Frontrunner - Vorbildunternehmen vor den Vorhang
Fast ganz Österreich jubelt, wenn David Alaba oder Marcel Hirscher sportliche Erfolge feiern. Ebenso freuen wir uns, wenn "wir Österreicherinnen und Österreicher" gemeinsam mit Christoph Waltz oder Michael Haneke einen Oscar gewinnen. Im Gegensatz dazu werden jedoch Spitzenleistungen des Innovationslandes Österreich aber kaum wahrgenommen: So wie die Erfolge der rund 400 österreichischen Unternehmen, die in ihren Märkten europa- und weltweit eine Spitzenstellung erzielt haben. Dabei hätten sie sich allemal deutlich mehr Aufmerksamkeit verdient, als sie momentan bekommen.

"Wer weiß schon, dass zum Beispiel die weltweit führenden Softdrink-Hersteller und Bierbrauer auf Messtechnik aus der Steiermark setzen, um nur eines von vielen Beispielen zu nennen. Dabei geht es uns nicht um Lokalpatriotismus, sondern um handfeste Wirtschaftsdaten", so Bures. Unternehmen, die in ihren Segmenten eine Technologie- oder Marktführerschaft erreichen, zählen unbestritten zu den Zugpferden der heimischen Wirtschaft. Immerhin beschäftigen diese so genannten "Frontrunner"-Unternehmen rund sechs Prozent der unselbständig Erwerbstätigen in Österreich. Sie stehen auch für etwa neun Prozent der Wertschöpfung und für 41 Prozent aller Forschungsausgaben heimischer Unternehmen. Und sie erreichen Exportquoten von über 80 oder sogar 90 Prozent - eine nahezu unerreichbare Messlatte für viele andere Unternehmen. "Was sie besonders auszeichnet ist, dass sie sehr stark mit anderen Unternehmen und Forschungseinrichtungen vernetzt sind und in Summe mit tausenden kleinen und mittleren Unternehmen als Zulieferer, vorgelagerten Betrieben und Unternehmens-Dienstleistern in Beziehungen stehen und so wertvolle Arbeitsplätze in Österreich schaffen", erläutert Bures abschließend.

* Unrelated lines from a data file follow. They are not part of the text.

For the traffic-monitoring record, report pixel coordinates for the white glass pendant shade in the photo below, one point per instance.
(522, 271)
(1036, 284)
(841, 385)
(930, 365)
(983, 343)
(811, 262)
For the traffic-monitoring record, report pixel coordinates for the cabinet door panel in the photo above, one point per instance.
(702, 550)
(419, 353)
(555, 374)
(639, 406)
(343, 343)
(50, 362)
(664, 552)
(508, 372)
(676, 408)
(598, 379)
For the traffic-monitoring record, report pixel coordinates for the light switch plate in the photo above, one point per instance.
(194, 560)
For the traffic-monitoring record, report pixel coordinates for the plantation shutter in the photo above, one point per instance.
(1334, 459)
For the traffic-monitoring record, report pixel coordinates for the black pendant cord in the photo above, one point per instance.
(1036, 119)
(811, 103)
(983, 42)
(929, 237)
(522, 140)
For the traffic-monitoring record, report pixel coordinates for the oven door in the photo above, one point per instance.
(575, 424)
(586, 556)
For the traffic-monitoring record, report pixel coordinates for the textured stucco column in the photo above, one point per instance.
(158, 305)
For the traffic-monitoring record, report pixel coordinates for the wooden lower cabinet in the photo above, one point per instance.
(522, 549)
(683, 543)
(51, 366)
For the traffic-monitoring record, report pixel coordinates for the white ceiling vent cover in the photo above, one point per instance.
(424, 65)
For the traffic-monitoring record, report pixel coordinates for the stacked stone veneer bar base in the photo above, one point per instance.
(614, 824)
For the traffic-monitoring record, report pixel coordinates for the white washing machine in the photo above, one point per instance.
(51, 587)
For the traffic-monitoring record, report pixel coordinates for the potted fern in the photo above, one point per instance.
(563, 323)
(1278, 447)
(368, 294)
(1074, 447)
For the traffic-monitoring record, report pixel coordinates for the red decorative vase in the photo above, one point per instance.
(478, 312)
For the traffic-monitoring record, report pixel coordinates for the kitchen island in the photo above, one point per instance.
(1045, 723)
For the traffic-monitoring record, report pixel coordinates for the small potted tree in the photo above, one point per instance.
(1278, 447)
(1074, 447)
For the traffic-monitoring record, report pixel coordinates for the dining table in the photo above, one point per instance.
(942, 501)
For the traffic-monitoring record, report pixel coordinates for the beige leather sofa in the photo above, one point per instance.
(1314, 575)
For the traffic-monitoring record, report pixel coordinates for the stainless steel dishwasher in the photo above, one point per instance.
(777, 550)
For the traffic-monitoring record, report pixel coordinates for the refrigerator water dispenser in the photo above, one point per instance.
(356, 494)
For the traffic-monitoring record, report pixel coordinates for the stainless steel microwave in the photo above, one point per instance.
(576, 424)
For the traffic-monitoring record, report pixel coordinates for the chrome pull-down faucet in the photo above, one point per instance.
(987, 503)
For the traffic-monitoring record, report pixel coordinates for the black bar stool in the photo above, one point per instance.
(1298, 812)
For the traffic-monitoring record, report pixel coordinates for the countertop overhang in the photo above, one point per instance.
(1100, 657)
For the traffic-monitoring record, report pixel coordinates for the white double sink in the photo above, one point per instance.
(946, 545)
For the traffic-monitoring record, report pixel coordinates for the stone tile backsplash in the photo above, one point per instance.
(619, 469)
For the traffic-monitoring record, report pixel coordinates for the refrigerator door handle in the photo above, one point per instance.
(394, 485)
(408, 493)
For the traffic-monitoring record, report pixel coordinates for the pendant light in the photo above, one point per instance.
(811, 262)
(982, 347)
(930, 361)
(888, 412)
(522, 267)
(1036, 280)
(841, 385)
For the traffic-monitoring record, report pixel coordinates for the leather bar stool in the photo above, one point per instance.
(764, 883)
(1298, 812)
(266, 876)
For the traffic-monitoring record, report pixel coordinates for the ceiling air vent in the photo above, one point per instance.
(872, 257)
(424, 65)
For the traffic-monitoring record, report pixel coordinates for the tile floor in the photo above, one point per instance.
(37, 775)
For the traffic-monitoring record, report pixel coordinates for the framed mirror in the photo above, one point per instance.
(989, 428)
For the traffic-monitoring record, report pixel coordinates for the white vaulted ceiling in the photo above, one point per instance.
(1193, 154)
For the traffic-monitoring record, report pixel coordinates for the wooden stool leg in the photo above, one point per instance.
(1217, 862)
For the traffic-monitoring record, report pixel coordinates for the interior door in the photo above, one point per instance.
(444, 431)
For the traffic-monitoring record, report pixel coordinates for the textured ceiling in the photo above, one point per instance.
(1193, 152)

Im Rahmen der Veranstaltung "Innovationsland Steiermark" wurden die AVL List GmbH, die Andritz AG, die Anton Paar GmbH, AT&S und die Böhler Schmiedetechnik GmbH & Co KG von Innovationsministerin Doris Bures als Frontrunner-Unternehmen geehrt und ausgezeichnet. Die fünf Unternehmen präsentierten bei der Veranstaltung gemeinsam mit Forschungsinstituten wie dem K2-Zentrum Virtual Vehicle, der TU Graz, Joanneum Research Forschungsgesellschaft oder dem K1-Zentrum Know-Center ihre Strategien und Erfolge.